Eve did not eat the complete fruit. She ate only some and so did Adam. However, her actions were not belittled just because she ate little. There was no way for Eve to justify herself before God, “Lord, I didn’t eat the complete fruit. It was only little that I ate. Don’t take it too serious!” Doesn’t this attitude sound familiar? How often do we consider some sins with ‘take it easy attitude’ simply because we view them as something “small” or “little.” Oh, by the way, do you remember Saul’s mission? God told him to completely destroy the wicked Amalekites. Saul did destroy Amalekites but he spared Agag king of Amalekites and the best of the sheep and cattle, the fat calves and lambs-- everything that was good.
When Samuel rebuked Saul of his disobedience are you aware of how he responded? Saul justified himself saying, “But I did obey the LORD," Saul said. "I went on the mission the LORD assigned me. I completely destroyed the Amalekites and brought back Agag their king. The soldiers took sheep and cattle from the plunder, the best of what was devoted to God, in order to sacrifice them to the LORD your God at Gilgal" (1 Samuel 15:20-21). Saul didn’t yet understand his sin. He still was under the impression that he obeyed God. He didn’t realize that “half obedience (little obedience) is no obedience at all.” He didn't grasp that little sin is still sin in the sight of God.
Furthermore, when we study the life of King Saul and King David, whose sin appears greater to us? Of course, David’s. He committed an immoral act by sleeping with another man’s wife and worse still, killing that man to take his wife. Saul’s sin seems to be smaller compared to David’s. Yet, Saul received a greater judgment than David. Why is it so? When prophet Samuel rebuked Saul he justified himself before others but when prophet Nathan rebuked David he humbly repented before God. No matter how great or small our sins are, when we honestly admit our sins and repent, God is gracious enough to forgive us.

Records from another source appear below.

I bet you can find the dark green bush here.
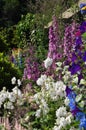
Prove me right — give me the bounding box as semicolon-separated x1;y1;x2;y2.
0;53;22;91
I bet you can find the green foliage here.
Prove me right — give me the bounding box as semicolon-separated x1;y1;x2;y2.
16;13;48;62
0;53;22;90
0;28;8;52
0;27;19;52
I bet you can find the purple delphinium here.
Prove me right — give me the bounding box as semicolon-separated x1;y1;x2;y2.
82;51;86;62
48;16;62;61
68;63;81;75
63;22;78;62
23;46;40;82
46;16;63;79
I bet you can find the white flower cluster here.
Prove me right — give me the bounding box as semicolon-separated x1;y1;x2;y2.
34;91;49;118
36;74;47;86
0;86;23;110
44;57;53;68
0;78;23;110
35;75;67;119
56;63;79;86
53;106;73;130
11;77;21;86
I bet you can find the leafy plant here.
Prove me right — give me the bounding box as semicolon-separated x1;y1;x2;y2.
0;53;22;90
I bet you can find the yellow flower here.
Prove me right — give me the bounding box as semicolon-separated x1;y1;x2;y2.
81;6;86;10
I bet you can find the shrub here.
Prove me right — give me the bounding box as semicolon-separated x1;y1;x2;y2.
0;53;22;90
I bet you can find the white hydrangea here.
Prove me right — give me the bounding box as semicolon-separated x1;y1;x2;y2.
44;57;53;68
11;77;16;85
36;74;47;86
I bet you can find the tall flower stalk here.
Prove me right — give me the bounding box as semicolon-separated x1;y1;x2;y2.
23;46;40;82
45;16;63;79
48;16;62;61
63;22;78;63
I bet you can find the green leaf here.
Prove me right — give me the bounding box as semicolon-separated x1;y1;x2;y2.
82;32;86;40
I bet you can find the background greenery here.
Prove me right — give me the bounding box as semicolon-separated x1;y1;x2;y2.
0;0;81;90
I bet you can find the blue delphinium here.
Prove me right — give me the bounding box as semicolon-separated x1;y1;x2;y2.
66;86;86;129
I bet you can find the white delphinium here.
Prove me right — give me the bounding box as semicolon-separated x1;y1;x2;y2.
64;97;70;106
80;79;86;85
0;88;8;103
75;94;82;102
8;92;16;102
11;77;16;85
55;81;66;91
72;75;78;84
54;81;66;98
44;57;53;68
55;117;61;125
60;117;67;127
35;109;41;118
63;65;69;71
44;77;54;90
53;125;62;130
36;74;47;86
62;65;70;75
56;62;62;67
54;107;73;130
0;85;23;110
12;86;22;98
66;114;73;124
4;101;14;110
34;93;39;103
17;79;21;86
40;98;49;115
63;71;71;83
79;101;85;108
56;106;67;117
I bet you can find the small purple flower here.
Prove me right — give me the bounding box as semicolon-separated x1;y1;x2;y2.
75;37;82;46
71;106;81;116
78;74;83;85
79;21;86;33
71;53;77;62
65;86;72;96
83;51;86;62
69;63;81;75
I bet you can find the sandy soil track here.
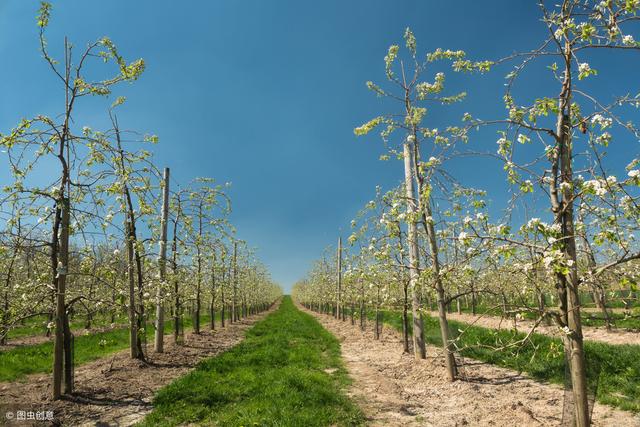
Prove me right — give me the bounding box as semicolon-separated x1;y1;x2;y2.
301;306;638;427
434;311;640;347
0;304;277;427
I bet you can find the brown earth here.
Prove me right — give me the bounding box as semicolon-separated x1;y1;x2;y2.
301;306;639;427
0;305;277;427
0;324;128;351
434;311;640;347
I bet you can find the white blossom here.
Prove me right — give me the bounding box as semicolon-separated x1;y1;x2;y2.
590;114;612;129
578;63;591;74
623;35;636;46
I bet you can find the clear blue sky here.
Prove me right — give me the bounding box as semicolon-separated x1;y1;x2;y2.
1;1;638;292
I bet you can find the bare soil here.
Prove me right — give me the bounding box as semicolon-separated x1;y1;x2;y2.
0;324;128;351
435;311;640;347
302;306;639;427
0;306;276;427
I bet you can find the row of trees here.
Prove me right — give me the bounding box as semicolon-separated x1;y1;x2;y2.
0;2;281;400
294;1;640;425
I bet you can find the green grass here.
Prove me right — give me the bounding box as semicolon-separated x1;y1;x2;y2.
371;309;640;412
0;312;218;382
5;313;128;340
442;303;640;330
140;297;364;427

How often do we take sin lightly or consider sin “little”, only to continue living in sin! The Holy Bible doesn’t weigh sin in terms of great or small; it just addressed sin as sin. May we dare not take sin lightly, saying, “It was just a lie, not a plunder; just a lustful thought or look, not an adulterous action; just an anger, not a violent fight; just hatred, not murder; just an unkind word, not an abominable speech; just unforgiveness, not vengeance; just premarital sex, not prostitution…etc.” Jesus’ exhortations in His Sermon on the Mount are related to what humans consider trivial. May we educate our conscience to see sin from God’s point of view, not from the world’s perspective!

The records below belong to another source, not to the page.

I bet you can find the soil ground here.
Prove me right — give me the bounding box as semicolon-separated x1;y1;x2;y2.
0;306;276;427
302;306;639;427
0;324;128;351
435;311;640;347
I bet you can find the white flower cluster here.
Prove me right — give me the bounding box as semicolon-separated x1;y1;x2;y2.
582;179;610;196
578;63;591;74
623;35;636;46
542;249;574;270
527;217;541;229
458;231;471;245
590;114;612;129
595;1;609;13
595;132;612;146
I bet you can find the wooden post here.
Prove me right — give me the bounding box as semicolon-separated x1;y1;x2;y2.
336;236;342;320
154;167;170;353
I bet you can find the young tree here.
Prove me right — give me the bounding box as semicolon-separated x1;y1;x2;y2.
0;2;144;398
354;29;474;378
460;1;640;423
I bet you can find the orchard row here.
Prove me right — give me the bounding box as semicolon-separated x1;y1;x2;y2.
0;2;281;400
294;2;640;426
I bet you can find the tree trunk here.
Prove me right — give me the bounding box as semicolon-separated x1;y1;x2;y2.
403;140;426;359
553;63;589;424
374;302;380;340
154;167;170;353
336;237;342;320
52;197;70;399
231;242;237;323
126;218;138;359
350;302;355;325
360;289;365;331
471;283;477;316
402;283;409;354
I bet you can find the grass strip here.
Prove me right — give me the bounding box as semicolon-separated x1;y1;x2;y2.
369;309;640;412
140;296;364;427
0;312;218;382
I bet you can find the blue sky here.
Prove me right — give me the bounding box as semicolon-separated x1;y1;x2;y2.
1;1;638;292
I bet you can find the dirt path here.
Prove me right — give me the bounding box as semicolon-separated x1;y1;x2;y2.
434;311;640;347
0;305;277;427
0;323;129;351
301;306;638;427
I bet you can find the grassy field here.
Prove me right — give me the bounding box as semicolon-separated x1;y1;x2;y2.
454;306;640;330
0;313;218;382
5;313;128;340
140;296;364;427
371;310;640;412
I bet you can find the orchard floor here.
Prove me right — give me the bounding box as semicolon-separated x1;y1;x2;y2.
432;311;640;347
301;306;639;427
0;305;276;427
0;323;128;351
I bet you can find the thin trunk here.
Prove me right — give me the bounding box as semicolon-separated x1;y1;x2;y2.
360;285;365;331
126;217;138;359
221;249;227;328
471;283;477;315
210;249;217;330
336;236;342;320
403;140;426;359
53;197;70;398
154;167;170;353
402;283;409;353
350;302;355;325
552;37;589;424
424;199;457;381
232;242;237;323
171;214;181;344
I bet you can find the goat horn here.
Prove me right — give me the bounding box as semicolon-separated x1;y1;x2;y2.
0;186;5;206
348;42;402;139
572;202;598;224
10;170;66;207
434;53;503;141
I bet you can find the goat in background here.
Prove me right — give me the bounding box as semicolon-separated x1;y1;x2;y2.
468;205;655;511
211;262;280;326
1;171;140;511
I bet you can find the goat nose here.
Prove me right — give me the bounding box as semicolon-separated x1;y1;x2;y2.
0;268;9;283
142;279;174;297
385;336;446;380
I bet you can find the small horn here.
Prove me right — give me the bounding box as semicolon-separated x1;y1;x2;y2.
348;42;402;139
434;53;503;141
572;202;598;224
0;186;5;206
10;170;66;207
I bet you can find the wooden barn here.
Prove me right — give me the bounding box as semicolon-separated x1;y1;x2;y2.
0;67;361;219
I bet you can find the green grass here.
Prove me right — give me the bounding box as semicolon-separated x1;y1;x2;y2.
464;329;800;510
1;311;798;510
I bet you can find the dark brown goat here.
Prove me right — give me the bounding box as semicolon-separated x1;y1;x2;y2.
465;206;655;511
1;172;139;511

James was straightforward in letting us know, "For whoever keeps the whole law and yet stumbles at just one point is guilty of breaking all of it" (Jas 2:10; cf. 1Jn 3:4). Can we live our entire life without stumbling at one law? For this reason, however holy we may seek to live we can never claim of being perfect in this sinful world. We may not commit sins which appear mountainous before people but are we not prone to commit sins which are like anthill? Anyways, sin is sin. We are saved by grace from the penalty of sin and live by grace on earth and enter in heaven by grace alone. Our life on earth is a journey towards perfection. Paul urged the Corinthians, “Aim for perfection” (2 Corinthians 13:11). Therefore, we must constantly seek God’s holiness, always examine ourselves in the light of the Holy Spirit, honestly repent of our sins (great or small) and keep growing in the likeness of Christ.

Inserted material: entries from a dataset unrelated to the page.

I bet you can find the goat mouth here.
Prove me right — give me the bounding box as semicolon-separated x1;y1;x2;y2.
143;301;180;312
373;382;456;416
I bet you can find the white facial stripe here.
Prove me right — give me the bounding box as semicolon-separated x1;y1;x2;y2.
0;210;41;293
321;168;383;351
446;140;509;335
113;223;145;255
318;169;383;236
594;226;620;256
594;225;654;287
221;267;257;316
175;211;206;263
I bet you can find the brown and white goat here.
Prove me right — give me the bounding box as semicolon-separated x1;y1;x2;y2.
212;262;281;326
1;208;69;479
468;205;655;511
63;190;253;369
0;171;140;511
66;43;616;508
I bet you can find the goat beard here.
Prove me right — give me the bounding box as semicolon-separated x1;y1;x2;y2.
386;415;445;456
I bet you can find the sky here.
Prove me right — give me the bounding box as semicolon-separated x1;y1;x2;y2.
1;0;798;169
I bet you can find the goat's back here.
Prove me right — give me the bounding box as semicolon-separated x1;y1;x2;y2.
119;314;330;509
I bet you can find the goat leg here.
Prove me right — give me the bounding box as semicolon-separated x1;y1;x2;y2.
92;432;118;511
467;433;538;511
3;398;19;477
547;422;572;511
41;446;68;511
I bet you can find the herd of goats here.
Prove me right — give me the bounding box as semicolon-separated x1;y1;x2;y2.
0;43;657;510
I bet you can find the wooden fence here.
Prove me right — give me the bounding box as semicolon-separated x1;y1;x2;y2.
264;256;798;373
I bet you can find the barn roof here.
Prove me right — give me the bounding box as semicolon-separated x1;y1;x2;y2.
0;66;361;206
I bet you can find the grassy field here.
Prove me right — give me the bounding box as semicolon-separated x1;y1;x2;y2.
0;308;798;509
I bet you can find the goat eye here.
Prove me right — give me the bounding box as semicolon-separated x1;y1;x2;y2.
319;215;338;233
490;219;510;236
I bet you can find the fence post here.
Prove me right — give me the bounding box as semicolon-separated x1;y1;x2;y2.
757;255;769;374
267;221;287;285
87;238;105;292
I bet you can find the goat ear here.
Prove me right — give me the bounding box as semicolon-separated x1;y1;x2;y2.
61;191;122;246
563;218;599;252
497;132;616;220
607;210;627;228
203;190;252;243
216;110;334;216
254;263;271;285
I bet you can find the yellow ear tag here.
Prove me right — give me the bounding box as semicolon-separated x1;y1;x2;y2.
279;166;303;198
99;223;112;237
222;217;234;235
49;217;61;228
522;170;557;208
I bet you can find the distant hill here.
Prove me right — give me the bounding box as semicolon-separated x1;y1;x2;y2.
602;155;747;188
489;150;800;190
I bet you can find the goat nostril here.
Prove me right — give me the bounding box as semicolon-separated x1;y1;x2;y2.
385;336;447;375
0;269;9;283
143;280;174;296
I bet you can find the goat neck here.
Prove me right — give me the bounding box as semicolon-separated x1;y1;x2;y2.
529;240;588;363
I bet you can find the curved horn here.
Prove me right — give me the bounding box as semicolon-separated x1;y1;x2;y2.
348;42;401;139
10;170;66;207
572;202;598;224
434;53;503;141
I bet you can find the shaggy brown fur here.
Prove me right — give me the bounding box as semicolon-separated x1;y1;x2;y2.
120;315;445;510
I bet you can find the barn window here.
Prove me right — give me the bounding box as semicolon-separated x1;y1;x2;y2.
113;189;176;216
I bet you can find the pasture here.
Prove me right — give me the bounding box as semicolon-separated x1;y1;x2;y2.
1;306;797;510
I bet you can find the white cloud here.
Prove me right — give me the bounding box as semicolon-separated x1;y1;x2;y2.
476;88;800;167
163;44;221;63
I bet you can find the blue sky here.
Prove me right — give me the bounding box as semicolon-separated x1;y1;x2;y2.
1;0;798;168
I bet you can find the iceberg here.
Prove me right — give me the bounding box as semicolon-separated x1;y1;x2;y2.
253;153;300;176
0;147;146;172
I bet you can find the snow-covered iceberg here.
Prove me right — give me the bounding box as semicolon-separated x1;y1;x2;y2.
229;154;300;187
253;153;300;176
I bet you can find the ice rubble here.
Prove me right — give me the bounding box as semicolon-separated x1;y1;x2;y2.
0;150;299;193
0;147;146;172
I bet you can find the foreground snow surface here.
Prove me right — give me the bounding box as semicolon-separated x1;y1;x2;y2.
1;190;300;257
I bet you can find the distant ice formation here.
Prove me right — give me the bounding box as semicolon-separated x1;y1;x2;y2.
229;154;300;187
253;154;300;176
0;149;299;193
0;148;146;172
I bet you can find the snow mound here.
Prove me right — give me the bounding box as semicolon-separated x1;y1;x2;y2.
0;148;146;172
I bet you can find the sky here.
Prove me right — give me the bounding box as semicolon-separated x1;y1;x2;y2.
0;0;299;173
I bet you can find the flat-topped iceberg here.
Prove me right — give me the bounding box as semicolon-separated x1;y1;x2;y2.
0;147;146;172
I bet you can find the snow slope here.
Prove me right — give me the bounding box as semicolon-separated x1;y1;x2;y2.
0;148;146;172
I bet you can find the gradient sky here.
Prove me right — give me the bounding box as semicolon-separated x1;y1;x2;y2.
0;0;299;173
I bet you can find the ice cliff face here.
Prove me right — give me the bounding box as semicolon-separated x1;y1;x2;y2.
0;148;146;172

Well, I am not arguing here that all sins are equal in the intensity of offense or damage and that all sins have the same consequences. My point is—let us stop weighing sin (so to justify our actions) and take responsibility to confess and repent of any sin we commit, whether small or great. One of the great signs of a holy person—he is not flippant in his attitude towards sin. May we understand that sin, whether great or small, is still sin in God’s sight. Therefore, may we humble ourselves and “let us cleanse ourselves from everything that can defile our body or spirit. And let us work toward complete purity because we fear God” (2 Corinthians 7:1, NLT).